Late American sociologist Alvin Gouldner attacked the tendency of critical theories to espouse ‘underdog metaphysics’, noting the irony that progressive academics were drawn from the wealthier classes. Today, ‘allies’ support the right of violent sex offenders, invariably male, to be housed in prisons for women while simultaneously arguing for prison abolition. Deviant underdogs are supposed to form the new proletariat, with maximal revolutionary potential. That the contemporary spree of sex crimes harms the actual proletariat most is of no consequence to the postmodern theorist.

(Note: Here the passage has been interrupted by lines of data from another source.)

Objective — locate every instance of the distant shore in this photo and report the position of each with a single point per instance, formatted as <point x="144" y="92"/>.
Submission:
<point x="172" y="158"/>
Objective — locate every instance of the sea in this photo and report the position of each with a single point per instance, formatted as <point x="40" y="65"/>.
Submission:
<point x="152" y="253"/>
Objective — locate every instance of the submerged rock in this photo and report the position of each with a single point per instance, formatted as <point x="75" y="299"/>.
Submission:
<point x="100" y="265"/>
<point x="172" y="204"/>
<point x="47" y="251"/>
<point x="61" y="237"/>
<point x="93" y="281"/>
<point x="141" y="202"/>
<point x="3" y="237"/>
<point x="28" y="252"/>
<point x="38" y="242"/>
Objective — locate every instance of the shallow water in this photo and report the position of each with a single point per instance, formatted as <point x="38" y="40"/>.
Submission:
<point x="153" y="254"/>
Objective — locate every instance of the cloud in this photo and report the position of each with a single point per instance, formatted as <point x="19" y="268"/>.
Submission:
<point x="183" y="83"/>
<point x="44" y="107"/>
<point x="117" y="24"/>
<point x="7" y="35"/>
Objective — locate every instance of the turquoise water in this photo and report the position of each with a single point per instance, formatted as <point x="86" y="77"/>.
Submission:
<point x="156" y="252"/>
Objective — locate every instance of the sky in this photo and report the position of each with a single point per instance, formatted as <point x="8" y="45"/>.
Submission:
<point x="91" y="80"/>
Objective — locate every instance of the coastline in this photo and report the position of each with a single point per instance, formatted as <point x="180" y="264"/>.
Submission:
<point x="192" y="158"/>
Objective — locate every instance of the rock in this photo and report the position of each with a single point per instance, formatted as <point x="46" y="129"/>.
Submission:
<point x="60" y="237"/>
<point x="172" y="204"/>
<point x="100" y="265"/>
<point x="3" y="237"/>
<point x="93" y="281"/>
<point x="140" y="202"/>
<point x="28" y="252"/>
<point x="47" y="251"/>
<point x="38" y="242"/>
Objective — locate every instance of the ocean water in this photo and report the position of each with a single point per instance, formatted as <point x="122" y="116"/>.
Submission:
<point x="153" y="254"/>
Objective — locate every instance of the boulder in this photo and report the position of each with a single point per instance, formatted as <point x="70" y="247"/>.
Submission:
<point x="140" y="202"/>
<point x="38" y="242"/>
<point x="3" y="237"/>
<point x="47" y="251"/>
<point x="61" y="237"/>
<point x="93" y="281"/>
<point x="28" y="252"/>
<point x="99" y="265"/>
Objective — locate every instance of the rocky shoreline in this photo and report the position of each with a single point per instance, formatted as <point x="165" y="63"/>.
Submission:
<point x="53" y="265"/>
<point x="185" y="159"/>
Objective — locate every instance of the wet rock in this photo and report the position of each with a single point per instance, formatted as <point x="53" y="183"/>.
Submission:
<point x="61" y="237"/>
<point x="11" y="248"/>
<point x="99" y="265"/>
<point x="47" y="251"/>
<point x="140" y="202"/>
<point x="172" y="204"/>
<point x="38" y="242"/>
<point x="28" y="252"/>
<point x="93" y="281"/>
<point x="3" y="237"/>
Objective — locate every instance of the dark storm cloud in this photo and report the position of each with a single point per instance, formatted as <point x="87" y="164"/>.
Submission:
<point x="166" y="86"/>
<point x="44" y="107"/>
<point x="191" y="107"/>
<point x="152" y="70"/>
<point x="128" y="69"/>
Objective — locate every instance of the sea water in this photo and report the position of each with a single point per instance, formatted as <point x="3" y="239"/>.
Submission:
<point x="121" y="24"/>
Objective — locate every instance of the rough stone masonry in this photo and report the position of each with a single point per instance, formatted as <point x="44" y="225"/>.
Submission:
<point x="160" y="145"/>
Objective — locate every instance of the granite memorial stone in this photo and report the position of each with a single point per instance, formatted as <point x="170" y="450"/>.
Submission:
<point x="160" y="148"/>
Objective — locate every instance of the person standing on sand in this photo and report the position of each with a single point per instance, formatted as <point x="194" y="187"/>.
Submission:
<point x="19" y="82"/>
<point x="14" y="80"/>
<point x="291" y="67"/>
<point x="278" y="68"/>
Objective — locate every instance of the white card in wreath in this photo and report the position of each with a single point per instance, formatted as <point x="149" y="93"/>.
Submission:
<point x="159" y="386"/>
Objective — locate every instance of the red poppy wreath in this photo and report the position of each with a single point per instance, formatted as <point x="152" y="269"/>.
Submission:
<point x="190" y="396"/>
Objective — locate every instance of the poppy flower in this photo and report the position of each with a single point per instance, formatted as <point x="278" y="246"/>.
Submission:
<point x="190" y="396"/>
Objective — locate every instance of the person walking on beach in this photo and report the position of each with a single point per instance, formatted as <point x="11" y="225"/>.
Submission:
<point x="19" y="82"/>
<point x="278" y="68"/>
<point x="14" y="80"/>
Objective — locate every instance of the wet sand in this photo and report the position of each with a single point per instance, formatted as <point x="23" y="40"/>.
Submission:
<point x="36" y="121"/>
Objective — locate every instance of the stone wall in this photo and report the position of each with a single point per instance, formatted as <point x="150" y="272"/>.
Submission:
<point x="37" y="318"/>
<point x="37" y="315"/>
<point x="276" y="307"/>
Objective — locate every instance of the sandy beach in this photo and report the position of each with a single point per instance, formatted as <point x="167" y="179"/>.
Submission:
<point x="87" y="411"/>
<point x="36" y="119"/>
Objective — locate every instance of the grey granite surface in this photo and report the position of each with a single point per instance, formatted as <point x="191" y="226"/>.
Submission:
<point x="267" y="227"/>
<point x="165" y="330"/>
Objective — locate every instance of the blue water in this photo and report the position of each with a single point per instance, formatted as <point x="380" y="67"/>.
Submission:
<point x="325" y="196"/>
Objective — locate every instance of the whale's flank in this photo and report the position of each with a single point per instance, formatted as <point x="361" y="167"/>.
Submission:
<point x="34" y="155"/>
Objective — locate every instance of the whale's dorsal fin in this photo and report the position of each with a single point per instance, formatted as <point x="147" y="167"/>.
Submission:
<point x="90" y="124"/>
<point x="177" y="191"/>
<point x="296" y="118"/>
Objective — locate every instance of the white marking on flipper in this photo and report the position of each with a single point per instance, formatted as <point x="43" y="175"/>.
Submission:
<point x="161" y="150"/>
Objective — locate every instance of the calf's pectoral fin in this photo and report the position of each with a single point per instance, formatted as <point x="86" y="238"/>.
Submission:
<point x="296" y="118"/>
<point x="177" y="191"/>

The contemporary transgender rights movement in the West appears to operate as a quasi-Masonic male power network; queermasonry, if you will. Instead of the dagger of the bissu, the sharp initiation implement is a syringe of cross-sex hormones, and the sacred, esoteric text is Judith Butler’s ‘Gender Trouble’, or ‘Julia’ Serano’s ‘Whipping Girl’. And so, the male power network takes on a quasi-religious quality, as its fundamentals, essential to power-seeking, become codified into initiation rituals, creeds and mantras, like the slogan, heard so many times, “Repeat after me: Trans women are women!”
From the Yogyakarta Principles of 2006 to the notorious ‘Denton’s Document’ of 2019, it is more than obvious that the trans brigade is on a mission to change the world. How else might we explain the rapid adoption of policies directly contrary to established medical, scientific and ethical principles, except via a powerful network acting in the interests of a self-selected affinity group? The arrest of comedian Graham Linehan by armed police on arrival in Britain, treatment usually reserved for international criminals and terrorists, was evidence of queermasonry in the justice system.
Women may outnumber men with transgender ideation by the ratio of Zulus to British soldier-colonisers, but there is no ‘trans genocide’ underway in the West. If your identity depends on the mental and physical submission of the majority, it was always unstable and precarious, with a tenuous connection to reality. The existential need for the power-seeking imperative of the ‘trans rights movement’ simply does not exist, suggesting that queermasonry will not endure in the long term as a network of male power.

Like in Freemasonry, women do not lead the genderist movement, but some play an important supporting role in sustaining it. As Queen Jezebel found out in around 843 BC, proselytising for Baal may result in being defenestrated by eunuchs and then being eaten by wild underdogs.
It seems allyship is seldom rewarded.